La description candide et romantique de l'amour qui ressort comme un des thèmes centraux à l'écoute de l'album renvoie aux premiers émois et à cette vision idyllique du sentiment amoureux que l'on a tous ressentis, et on pourrait alors tomber dans les pires travers de la twee pop. Il n'en sera rien, bien au contraire. On se surprend à ressentir les mêmes émotions qu'à l'écoute des premiers Belle And Sebastian ou The Field Mice. Le sentiment n'est pas encore corrodé par les complexités de la réalité et garde en cela une puissance émotionelle qui touche dans le mille, à savoir en plein coeur. Tout est dit dans dès le morceau d'ouverture : "Found Love In A Graveyard" (qui peut d'ores et déjà concourir dans la catégorie meilleur titre de morceau de l'année). Comment ne pas succomber ensuite aux douceurs que sont "Right Side Of My Brain", "The Fountain", "All Eyes On You" ou "Wedding Day" ? Mention spéciale également à "Stephen", petite perle parmis les perles dans laquelle les voix masculines et féminines s'entrelacent sur une mélodie absolument magnifique. L'autre tour de force de Veronica Falls est d'arriver à ce que tant de groupes cherchent sans y parvenir. Ecrire des chansons simples, immédiates, de petites pop-songs parfaites qui n'ont pas à rougir la comparaison avec les classiques du genre. En somme des standards intemporels. Car quid des nouvelles sensations estampillées meilleur groupe du monde de la semaine dans dix ou vingt ans ? Sans doute pas grand chose, ou alors dans les bacs des soldeurs si tant est qu'il en existe encore d'ici là.

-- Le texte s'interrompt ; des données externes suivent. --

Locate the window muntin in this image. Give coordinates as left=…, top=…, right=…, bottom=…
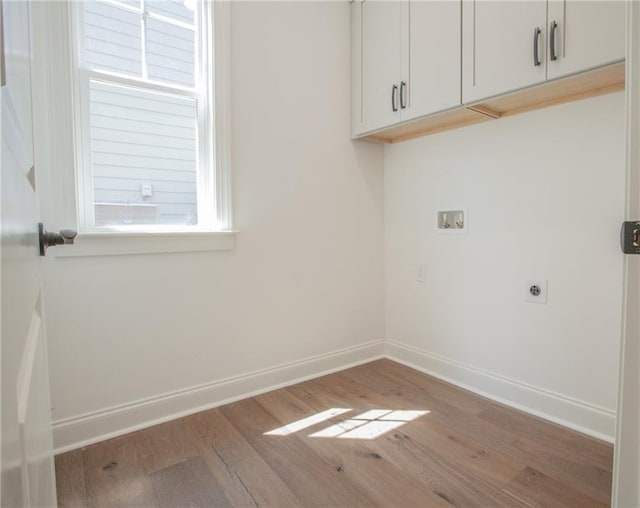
left=74, top=0, right=213, bottom=231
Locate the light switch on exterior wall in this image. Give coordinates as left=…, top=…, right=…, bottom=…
left=416, top=263, right=426, bottom=283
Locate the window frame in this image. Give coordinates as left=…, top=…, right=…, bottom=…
left=69, top=0, right=230, bottom=235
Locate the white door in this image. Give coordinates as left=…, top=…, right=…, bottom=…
left=612, top=2, right=640, bottom=506
left=547, top=0, right=625, bottom=80
left=1, top=1, right=57, bottom=507
left=361, top=0, right=401, bottom=132
left=462, top=0, right=547, bottom=103
left=400, top=0, right=461, bottom=122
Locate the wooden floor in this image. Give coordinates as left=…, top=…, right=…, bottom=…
left=55, top=359, right=613, bottom=507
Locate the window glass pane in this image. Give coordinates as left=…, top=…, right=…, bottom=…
left=117, top=0, right=140, bottom=7
left=83, top=1, right=142, bottom=77
left=146, top=17, right=195, bottom=87
left=147, top=0, right=195, bottom=25
left=88, top=81, right=198, bottom=227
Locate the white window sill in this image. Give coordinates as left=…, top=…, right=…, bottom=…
left=50, top=230, right=237, bottom=258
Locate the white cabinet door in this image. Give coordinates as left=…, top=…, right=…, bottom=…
left=547, top=0, right=625, bottom=80
left=351, top=0, right=365, bottom=136
left=361, top=0, right=401, bottom=132
left=400, top=0, right=461, bottom=122
left=463, top=0, right=547, bottom=103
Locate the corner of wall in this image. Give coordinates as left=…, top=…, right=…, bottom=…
left=384, top=339, right=616, bottom=442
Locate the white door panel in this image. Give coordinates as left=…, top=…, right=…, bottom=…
left=2, top=0, right=33, bottom=166
left=401, top=0, right=461, bottom=121
left=547, top=0, right=625, bottom=80
left=18, top=308, right=56, bottom=508
left=1, top=0, right=56, bottom=506
left=612, top=2, right=640, bottom=506
left=463, top=0, right=547, bottom=103
left=351, top=0, right=365, bottom=136
left=361, top=0, right=401, bottom=132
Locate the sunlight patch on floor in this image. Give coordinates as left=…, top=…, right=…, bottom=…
left=264, top=407, right=352, bottom=436
left=264, top=408, right=429, bottom=440
left=309, top=409, right=430, bottom=440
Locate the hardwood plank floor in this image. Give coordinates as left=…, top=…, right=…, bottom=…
left=150, top=457, right=231, bottom=508
left=55, top=359, right=613, bottom=507
left=55, top=449, right=87, bottom=507
left=184, top=409, right=300, bottom=507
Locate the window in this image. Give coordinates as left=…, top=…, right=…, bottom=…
left=71, top=0, right=228, bottom=232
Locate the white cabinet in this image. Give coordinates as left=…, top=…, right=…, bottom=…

Ce qui restera en revanche, et ça c'est sûr, ce sont les bons albums, révolutionnaires ou pas. Les premiers albums des Strokes ou d'Interpol n'avaient rien de révolutionnaire, et pourtant ce sont déjà des classiques incontestables. L'album de Veronica Falls est presque de cette trempe-là, et finalement peu importe qu'il ait été enregistré en 2011 ou en 1986. En fait, peut-être ne sommes-nous jamais rééllement sortis des années 80, peut-être sommes-nous restés bloqués en 1983. D'ailleurs vous entendez ? La sonnerie vient de retentir, il est temps de rentrer en classe tandis que Mitterand nous annonce le tournant de la rigueur.